Restrictions sanitaires bafouées, slogans complotistes, interpellations policières : plusieurs milliers de manifestants se sont réunis dimanche devant les bureaux montréalais du premier ministre François Legault. Malgré les consignes sanitaires et la forte présence policière, très peu de participants arboraient le couvre-visage et plus de 200 contraventions ont été distribuées aux récalcitrants.

L’impressionnante foule se tenait devant les bureaux montréalais du premier ministre François Legault dimanche dès midi, près d’une heure avant le début de la marche.

À l’arrivée de La Presse, deux policiers remettaient une contravention à un participant sans couvre-visage. Vêtu d’un masque d’Halloween, le manifestant refusait de collaborer et argumentait avec les agents du Service de police de la Ville de Montréal (SPVM). Il n’a pas été le seul à recevoir une amende salée. Malgré le caractère pacifique de l’évènement, plusieurs refusaient d’obéir aux consignes sanitaires lancées par les policiers, qui rappelaient le port du masque obligatoire.

Au total, 269 constats d’infraction ont été remis en lien avec le port du masque.

On signale aussi six rapports d’infraction généraux envoyés au Directeur des poursuites criminelles et pénales en lien avec les consignes sanitaires, confirme Julien Lévesque, du SPVM.

Ce « méga-rassemblement de Noël » était organisé par un groupe s’opposant aux consignes sanitaires. Le mouvement citoyen entend faire « face à la menace d’une descente vers un État policier ».

La distanciation n’était pas au rendez-vous. Non loin de l’escouade antiémeute postée aux abords de la rue Sherbrooke Ouest, une femme distribuait des « câlins gratuits », comme l’indiquait sa pancarte tenue à bout de bras.

Plusieurs affiches dénonçaient les consignes sanitaires et la « dictature » du gouvernement. D’autres évoquaient la 5G et le mouvement antivaccin.

« Je suis contre toutes les mesures depuis le mois de mars. La COVID-19, c’est une mascarade visant à nous imposer le vaccin », a expliqué un manifestant accompagné de sa famille. Selon lui, les urgences sont vides. Pourtant, le ministre de la Santé, Christian Dubé, a souligné en point de presse cette semaine la situation critique dans une dizaine de centres hospitaliers.

En milieu d’après-midi, des gens de tous les âges et des familles continuaient de déambuler dans la rue Sherbrooke en direction du parc La Fontaine, suivis par un convoi du SPVM.

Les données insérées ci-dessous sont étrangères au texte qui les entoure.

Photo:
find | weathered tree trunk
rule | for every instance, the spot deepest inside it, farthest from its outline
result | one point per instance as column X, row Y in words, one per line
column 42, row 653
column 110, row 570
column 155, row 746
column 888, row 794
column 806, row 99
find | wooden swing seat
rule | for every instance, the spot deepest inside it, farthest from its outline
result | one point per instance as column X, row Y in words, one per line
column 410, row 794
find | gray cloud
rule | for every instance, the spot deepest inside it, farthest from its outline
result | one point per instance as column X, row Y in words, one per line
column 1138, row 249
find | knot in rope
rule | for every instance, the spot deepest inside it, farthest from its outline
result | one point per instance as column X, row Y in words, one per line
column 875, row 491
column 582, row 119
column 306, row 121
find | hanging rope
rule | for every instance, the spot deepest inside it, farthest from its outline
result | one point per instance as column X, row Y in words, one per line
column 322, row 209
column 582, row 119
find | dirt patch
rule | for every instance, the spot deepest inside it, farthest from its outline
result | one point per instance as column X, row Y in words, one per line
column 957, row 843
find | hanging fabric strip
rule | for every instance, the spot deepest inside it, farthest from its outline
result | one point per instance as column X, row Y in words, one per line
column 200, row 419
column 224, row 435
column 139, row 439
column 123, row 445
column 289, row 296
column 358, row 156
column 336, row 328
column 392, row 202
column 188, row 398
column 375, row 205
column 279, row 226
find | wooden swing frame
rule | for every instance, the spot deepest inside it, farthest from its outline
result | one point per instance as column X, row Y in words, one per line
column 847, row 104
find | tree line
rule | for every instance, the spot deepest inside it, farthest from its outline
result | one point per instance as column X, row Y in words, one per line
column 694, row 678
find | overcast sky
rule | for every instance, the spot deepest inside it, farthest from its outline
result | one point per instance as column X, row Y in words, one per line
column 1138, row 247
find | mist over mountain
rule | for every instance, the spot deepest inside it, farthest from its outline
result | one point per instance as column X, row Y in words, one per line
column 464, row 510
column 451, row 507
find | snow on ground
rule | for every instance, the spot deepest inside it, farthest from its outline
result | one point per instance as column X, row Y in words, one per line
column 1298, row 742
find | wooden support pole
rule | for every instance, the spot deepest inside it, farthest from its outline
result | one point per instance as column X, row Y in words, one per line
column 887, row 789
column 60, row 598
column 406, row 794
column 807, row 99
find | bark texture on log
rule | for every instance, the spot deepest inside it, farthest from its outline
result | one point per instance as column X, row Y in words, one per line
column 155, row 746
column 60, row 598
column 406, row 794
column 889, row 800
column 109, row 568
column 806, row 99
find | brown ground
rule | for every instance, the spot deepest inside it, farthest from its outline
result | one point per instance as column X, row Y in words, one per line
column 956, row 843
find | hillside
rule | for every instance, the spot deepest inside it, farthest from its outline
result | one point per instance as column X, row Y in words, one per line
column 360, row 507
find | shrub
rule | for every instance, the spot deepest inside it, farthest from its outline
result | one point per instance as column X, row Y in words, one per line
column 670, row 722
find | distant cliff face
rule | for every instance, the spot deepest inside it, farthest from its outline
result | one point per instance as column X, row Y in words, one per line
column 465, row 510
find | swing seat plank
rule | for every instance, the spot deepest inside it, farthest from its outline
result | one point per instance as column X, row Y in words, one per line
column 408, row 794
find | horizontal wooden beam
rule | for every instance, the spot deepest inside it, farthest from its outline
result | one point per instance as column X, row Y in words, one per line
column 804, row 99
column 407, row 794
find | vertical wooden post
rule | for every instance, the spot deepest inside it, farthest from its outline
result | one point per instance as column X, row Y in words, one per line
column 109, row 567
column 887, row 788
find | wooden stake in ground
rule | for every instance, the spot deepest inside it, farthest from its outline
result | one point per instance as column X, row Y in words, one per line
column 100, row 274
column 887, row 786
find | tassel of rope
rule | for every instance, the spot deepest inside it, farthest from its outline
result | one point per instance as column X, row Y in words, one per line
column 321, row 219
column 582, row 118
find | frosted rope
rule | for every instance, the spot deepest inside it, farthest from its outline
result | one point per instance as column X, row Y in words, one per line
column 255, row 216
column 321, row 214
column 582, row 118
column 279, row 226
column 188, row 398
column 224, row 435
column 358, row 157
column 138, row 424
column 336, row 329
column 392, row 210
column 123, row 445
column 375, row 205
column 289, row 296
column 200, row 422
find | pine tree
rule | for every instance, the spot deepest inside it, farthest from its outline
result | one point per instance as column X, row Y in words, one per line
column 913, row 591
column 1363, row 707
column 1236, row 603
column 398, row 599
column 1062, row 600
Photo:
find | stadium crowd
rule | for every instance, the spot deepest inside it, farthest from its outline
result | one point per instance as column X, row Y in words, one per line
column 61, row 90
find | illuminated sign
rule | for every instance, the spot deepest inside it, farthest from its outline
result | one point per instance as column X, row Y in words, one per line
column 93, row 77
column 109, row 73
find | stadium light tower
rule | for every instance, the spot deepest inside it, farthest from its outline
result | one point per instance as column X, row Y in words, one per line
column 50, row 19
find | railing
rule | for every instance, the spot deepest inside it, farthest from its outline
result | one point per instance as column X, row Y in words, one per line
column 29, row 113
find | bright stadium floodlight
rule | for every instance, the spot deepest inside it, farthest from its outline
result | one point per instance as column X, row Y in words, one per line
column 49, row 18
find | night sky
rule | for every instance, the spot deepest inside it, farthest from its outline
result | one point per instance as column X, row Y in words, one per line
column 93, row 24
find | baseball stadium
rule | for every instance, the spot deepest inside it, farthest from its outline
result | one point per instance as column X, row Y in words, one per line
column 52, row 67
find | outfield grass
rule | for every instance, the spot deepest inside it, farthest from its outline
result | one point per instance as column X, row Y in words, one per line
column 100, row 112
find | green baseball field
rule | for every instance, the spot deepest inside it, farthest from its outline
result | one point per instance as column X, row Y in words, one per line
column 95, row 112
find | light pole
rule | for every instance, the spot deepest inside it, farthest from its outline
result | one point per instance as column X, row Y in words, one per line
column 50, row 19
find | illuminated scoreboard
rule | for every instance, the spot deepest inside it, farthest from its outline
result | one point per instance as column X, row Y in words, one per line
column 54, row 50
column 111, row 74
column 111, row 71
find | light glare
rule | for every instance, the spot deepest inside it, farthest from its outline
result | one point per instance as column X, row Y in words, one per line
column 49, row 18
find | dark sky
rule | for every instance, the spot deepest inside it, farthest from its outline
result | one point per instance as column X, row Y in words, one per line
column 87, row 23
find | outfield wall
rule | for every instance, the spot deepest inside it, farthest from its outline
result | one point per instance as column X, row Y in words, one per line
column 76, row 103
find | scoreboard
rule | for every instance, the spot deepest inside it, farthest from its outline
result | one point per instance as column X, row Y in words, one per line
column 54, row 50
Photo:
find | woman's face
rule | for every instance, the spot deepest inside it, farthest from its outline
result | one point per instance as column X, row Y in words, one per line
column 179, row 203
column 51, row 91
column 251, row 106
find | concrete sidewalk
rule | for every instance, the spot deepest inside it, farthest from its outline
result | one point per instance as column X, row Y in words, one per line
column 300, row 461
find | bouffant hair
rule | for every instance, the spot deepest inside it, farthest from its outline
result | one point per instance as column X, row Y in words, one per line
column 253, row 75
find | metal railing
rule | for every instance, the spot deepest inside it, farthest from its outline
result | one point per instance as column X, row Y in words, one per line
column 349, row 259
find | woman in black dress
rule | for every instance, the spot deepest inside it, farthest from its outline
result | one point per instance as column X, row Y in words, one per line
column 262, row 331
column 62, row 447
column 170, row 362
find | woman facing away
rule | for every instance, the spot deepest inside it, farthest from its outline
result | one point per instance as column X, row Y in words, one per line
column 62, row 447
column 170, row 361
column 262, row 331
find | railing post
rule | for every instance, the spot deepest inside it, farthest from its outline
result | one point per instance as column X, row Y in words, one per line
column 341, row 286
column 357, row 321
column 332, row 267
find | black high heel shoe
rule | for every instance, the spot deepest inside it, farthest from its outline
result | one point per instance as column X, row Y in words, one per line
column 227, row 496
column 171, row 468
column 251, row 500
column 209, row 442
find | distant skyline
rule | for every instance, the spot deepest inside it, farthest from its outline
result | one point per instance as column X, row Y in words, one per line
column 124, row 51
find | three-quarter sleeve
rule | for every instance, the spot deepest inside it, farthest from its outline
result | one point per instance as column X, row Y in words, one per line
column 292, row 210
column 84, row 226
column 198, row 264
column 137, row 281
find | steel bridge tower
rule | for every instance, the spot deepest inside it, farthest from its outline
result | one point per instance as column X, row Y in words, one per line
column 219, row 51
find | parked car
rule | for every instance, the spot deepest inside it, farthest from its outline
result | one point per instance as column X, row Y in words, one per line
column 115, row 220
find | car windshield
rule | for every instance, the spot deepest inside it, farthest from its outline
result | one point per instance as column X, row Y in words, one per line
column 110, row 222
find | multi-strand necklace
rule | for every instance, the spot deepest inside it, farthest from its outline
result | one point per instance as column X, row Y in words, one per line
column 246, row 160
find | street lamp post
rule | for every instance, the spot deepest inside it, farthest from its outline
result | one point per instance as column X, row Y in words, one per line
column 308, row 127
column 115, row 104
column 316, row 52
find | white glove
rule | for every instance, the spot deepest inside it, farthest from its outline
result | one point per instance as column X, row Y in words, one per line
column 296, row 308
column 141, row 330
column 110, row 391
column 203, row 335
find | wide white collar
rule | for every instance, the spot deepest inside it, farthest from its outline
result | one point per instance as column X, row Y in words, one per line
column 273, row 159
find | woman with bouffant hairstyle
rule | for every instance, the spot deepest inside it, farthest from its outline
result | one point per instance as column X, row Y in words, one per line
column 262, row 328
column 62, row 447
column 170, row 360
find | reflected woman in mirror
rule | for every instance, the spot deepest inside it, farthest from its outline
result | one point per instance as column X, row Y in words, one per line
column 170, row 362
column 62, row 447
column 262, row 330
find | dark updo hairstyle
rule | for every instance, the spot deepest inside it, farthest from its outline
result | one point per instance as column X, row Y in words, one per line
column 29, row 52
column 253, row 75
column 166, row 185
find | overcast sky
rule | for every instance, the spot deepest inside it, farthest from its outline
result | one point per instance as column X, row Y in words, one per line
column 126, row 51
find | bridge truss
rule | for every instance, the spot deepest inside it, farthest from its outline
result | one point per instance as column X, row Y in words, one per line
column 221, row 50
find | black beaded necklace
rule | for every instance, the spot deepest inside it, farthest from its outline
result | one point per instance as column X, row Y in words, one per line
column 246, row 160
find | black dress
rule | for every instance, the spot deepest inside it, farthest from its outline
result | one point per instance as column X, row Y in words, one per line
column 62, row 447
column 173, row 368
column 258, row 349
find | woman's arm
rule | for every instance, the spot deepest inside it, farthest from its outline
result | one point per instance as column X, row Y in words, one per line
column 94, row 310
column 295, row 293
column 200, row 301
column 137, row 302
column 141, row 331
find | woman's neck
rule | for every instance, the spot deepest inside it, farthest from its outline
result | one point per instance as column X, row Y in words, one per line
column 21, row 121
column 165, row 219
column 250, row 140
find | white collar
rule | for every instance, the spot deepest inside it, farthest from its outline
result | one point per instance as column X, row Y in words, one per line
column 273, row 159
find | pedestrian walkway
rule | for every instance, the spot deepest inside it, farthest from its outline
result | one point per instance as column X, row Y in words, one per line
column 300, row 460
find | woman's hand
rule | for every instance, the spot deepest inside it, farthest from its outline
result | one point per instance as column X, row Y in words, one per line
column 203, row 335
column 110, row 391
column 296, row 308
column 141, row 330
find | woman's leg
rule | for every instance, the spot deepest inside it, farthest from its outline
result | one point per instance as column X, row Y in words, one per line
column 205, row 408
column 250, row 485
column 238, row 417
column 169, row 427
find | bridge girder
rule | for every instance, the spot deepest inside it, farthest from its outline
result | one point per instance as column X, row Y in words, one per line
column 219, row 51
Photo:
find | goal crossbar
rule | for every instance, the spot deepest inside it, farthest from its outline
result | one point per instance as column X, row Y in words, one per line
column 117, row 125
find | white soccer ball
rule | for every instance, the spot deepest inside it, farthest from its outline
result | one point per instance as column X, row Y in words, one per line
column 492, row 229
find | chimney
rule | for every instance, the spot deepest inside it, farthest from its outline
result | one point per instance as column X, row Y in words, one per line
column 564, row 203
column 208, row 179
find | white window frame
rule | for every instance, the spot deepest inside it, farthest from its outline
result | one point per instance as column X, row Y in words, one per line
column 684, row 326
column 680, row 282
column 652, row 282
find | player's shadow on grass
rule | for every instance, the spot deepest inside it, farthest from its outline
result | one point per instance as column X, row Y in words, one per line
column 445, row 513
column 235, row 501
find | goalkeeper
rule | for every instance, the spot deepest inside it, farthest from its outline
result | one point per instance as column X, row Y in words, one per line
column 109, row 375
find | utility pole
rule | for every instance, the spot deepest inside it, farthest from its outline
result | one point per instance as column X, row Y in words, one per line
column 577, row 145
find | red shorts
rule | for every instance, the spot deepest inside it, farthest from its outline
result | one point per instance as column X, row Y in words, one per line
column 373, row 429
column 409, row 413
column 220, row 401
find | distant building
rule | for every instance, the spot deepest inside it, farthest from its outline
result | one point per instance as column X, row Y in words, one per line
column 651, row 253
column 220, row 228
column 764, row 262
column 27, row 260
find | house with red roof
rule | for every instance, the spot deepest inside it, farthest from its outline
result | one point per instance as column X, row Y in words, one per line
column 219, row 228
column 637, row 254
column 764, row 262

Beauport : Des amendes de 1543 $ pour trois fêtards

Trois fêtards de Beauport ont reçu la visite du Service de police de la Ville de Québec (SPVQ), samedi soir. Cadeau avant le temps, leur fête illégale leur a valu chacun un constat de plus de 1500 $. Et gare à ceux qui voudraient les imiter, les patrouilleurs seront aux aguets pour répondre aux appels de dénonciation pour non-respect des consignes sanitaires pendant la période des Fêtes. Les appels de dénonciation de rassemblements illégaux se feraient nombreux à Québec. Sans pouvoir les quantifier, le lieutenant Yannick Berrouard confirme toutefois que le SPVQ reçoit un « certain nombre d’appels » liés à des contrevenants. Trois fautifs dans la trentaine l’ont d’ailleurs appris à leurs dépens samedi quand des agents se sont présentés à leur party à Beauport en guise d’avertissement. Ils ont cependant reçu un deuxième appel d’un voisin en soirée, soulignant que la fête continuait. « Il y a eu un refus de collaborer, on s’est donc procuré un télémandat [pour pouvoir entrer dans la résidence] pour finalement pouvoir intervenir en début de nuit. On ne peut pas dire qu’ils n’avaient pas été avertis », a expliqué le lieutenant Berrouard.